JEDDAH: Muslims celebrate their second beloved Eid, the Eid Al-Adha, the second Eid of the year after the Eid Al-Fitr.
It is the biggest festival of the year, to commemorate the valor, bravery and faithfulness of Prophet Ibrahim (peace be upon him) and his son Ismail (peace be upon him). Prophet Ismail was brave and young and willingly offered himself for sacrifice, when his father was asked to sacrifice his most beloved possession.
Moments before Ibrahim was about to sacrifice his beloved son, Allah sent a ram to take Ismail’s place, and now millions of Muslims celebrate this day by sacrificing animals and dividing them into three parts. One third is distributed among the poor, one third among relatives and the last third is kept for the family.

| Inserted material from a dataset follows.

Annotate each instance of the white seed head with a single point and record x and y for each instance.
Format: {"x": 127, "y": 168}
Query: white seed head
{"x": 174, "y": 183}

This Eid is a source of immense joy to Muslims as they decorate their houses, wear new clothes and give as much as they can to the poor. It focuses on food more than any other events. After the obvious distribution, giving to the poor and worshipping, people tend to hold dinners with the main dishes made with meat, or hold barbecues, to celebrate with friends and families.
In many different countries, people have different traditions they follow: In China, families go to their ancestors’ graves and pray for their forgiveness in front of Allah. In the West, gifts are given to children, and in the Middle East youngsters are given money called “Eidi” or “Eidiya.”
Children are the most excited about this event as they get to enjoy their favorite food and receive money and gifts from elders.
Ghala Al-Otaibi, a Saudi citizen of Taif, said: “We celebrate Eid with relatives living at a distance and parents; there is usually a variety of food.”
Mohammad Al-Harthy, also from Taif, said: “We visit our families and enjoy a lot, we usually slaughter a sheep or a camel. Most of the people celebrate Eid in the same way, but the only difference may be in food traditions.”
Amna Abbasi, a Pakistani mother from Jubail, said: “During Eid, adults and children wear new clothes and exchange gifts with each other. Children love to participate in this process as they learn the value of giving to others and cherishing the smiles of the needy.”